Doesn't this example suggest that the attribution of the hodge podge of positions widely held by skeptics that you dislike are not attributable to scientism? Is it not possible that the nature of the skeptical movement is so mixed because skepticism is undefined?  "Skepticism" is a visceral felling of anger at unwarranted certainty, a distaste for dogmatism (defined as a pomposity.) Thus a person who feels that people ranting about science showing there is no God is arrogant notes that science cannot address religion. 

But if one objects "skepticism" is also an epistemological position, it is unclear how it is different from philosophical materialism. It must be different, because its proponents set themselves up in opposition to philosophical materialism.  One thing "skepticism" seems to say, is that "science" is, variously, not knowledge in any philosophically meaningful sense; not the only path to knowledge; that agnosticism about ontological questions is is not only coherent but reasonable; the empirical component of knowledge derived from philosophy, logic and math; a (merely?) pragmatic substitute for true knowledge which is or may be unattainable, and peculiar combinations of all. Of course none of this is scientism in any ordinary sense of the word.

As used here, "scientism" appears to shrink down to the belief that the idea of free will is absurd; that the universe is deterministic; that science cannot address morals because of the is/ought distinction. The post above is careful to define free will as the power to make decisions which is not what anybody else I know of means by free will. Nor does it make a positive affirmation that the universe is undetermined. Also it concedes that science may inform moral reasoning. My best judgment is that the power to make decisions is completely irrelevant; that the prima facie case is that the notion of an undetermined universe is incoherent even in philosophy; that saying science can "inform" moral discussion is a literally meaningless concession, leaving us with the assertion that the is/ought divide is an unbridgeable chasm, a position I'm sorry to say I think is embarrassingly wrong, no matter how popular it is.

Whether you accept the counterobjections to your skeptical propositions about scientism is kind of irrelevant. Because frankly, it seems to me that skepticism, being an, ah, eclectic opposition to materialism can still admit such positions. By the definition of skepticism as taking offense at someone's arrogance of course these positions are plainly scientistic. I suppose that explains the insistence that better skepticism boils down to better manners will lead to a better skeptical movement. Is it not possible that clarifying the metaphysical presuppositions would be more useful?

In fact, is it possible that emphasizing niceness above all else can lead to gross error? Consider your insistence that it is unreasonable to label religious education as child abuse. You asked "why a secular education wouldn’t be open to the same charge, if done as indoctrination (and if it isn’t, are you really positive that there are no religious families out there who teach doubt?" The first question equates secularism with religion, which is dubious. The answer is simple, that secular education doesn't teach superstition. As for the second, "doubt" can be and often is simply anti-intellectualism. Plenty of skeptics have that, which in other contexts offends you, as you made clear in your post, and plenty of religious too. As for the hypothetical example of a family which teaches their children the scientific arguments against religous superstitions, I can only point out that is a secular education, not a religious education.

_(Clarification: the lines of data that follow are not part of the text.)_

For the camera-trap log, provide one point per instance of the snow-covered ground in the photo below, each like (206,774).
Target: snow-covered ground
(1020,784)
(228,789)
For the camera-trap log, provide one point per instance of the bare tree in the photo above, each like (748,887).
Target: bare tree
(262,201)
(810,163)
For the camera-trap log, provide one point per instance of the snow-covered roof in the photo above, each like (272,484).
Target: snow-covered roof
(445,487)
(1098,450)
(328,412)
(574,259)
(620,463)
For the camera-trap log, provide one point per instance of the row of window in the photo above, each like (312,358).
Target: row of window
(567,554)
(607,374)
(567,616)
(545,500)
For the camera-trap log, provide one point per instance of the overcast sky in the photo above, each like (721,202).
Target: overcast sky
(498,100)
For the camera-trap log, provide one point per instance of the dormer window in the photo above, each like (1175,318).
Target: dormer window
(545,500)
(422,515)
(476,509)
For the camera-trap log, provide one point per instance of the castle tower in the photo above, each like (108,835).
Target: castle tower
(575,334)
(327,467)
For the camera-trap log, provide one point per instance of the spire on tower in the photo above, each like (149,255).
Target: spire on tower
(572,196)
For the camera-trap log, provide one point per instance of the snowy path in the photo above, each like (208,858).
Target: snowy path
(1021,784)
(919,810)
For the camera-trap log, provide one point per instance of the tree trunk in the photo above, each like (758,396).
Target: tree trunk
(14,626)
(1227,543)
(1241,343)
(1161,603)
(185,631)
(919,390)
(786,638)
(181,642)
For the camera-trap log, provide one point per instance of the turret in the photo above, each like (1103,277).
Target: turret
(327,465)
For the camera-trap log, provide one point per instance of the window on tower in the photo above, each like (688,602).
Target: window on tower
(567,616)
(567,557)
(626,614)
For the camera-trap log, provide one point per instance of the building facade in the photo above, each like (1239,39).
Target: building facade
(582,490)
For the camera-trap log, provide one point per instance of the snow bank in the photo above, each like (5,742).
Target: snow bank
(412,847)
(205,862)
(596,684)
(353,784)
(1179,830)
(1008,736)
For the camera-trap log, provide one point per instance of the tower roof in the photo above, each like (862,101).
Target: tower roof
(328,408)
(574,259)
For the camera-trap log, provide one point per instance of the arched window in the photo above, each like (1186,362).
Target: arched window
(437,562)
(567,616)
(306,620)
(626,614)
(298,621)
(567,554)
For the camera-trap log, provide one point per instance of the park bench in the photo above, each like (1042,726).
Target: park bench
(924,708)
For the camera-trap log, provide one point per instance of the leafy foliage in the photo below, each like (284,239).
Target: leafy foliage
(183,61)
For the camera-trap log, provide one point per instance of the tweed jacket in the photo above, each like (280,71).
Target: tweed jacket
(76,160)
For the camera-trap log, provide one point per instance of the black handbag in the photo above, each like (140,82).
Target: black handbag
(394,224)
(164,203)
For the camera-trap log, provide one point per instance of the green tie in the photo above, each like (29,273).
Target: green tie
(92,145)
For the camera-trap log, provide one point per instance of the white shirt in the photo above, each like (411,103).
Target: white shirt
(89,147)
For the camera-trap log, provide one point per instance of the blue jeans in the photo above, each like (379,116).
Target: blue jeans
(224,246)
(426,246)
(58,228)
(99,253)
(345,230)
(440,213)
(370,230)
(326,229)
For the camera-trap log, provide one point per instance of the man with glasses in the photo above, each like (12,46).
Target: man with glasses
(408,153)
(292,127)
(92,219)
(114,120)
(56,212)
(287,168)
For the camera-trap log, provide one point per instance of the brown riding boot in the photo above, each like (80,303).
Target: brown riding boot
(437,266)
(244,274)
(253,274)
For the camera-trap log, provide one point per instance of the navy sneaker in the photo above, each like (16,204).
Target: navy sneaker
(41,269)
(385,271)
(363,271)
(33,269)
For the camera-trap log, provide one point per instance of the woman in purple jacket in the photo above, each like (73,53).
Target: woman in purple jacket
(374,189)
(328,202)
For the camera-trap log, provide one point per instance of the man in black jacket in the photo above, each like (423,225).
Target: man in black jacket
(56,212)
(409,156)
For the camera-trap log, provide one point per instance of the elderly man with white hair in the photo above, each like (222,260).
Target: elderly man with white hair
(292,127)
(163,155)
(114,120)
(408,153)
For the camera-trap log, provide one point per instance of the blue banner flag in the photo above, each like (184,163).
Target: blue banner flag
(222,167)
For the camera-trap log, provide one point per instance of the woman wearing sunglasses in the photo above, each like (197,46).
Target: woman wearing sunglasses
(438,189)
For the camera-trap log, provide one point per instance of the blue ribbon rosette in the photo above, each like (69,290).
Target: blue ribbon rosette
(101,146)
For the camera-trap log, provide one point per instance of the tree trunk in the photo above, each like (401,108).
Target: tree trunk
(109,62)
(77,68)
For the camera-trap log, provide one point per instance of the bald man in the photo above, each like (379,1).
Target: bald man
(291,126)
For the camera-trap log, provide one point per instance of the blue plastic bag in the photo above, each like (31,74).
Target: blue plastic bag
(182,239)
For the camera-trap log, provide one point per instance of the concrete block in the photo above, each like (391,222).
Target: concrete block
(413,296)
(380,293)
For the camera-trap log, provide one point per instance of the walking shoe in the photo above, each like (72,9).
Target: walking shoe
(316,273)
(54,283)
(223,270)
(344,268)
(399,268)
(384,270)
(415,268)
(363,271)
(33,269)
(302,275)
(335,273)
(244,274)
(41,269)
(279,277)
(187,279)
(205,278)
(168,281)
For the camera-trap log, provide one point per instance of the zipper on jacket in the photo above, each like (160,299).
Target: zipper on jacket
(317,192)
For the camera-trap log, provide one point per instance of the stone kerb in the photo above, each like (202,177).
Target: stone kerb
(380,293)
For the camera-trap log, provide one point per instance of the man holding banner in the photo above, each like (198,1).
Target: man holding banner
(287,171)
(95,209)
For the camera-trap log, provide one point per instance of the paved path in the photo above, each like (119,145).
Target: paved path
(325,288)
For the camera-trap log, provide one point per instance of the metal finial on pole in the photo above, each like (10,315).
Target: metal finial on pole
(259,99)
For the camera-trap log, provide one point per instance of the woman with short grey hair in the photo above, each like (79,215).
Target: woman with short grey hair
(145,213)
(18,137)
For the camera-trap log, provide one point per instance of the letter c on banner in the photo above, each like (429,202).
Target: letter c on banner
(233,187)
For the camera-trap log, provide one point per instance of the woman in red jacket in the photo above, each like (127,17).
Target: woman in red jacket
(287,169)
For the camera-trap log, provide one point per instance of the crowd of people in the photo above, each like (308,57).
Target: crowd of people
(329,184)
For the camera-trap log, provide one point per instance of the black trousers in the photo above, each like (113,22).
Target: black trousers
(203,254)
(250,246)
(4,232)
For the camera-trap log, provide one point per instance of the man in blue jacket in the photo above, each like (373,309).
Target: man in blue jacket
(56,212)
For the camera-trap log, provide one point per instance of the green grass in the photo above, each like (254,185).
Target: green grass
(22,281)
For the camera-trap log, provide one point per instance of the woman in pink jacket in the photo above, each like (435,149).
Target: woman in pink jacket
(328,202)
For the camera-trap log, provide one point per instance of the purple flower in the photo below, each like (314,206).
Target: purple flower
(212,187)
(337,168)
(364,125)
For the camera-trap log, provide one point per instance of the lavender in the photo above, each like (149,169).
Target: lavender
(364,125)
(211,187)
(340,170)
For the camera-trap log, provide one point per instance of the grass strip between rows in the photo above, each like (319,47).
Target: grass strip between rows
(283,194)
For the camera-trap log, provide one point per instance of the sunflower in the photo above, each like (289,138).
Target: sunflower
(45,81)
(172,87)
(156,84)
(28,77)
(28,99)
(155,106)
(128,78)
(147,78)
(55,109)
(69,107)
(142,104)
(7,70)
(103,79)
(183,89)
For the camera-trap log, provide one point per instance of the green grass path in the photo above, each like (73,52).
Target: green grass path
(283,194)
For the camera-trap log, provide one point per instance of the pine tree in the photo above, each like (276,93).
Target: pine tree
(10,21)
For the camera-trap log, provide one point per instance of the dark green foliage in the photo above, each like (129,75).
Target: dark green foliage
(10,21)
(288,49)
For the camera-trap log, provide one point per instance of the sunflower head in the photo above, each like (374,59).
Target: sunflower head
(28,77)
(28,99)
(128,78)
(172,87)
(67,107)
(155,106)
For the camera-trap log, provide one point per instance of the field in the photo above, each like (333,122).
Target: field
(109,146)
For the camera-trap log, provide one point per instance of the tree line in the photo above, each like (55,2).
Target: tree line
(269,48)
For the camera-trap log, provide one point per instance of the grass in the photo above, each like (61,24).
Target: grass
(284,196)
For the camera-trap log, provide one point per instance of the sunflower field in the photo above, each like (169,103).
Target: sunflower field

The real problem with your complaint is that you refuse to draw a conclusion because it is unpalatable. You feel it would be rude to imply so many parents are harming their children with a religious education. And this supposed rudeness is unacceptable. As I understand it, that is a gross fallacy. What you need to show is why we should accept that a religious education might be beneficial to children. Good luck with that one.

Since so much of this boils down to not liking people's bad manners for holding positions you disagree with, such as scientism, the final question is, why are your feelings privileged?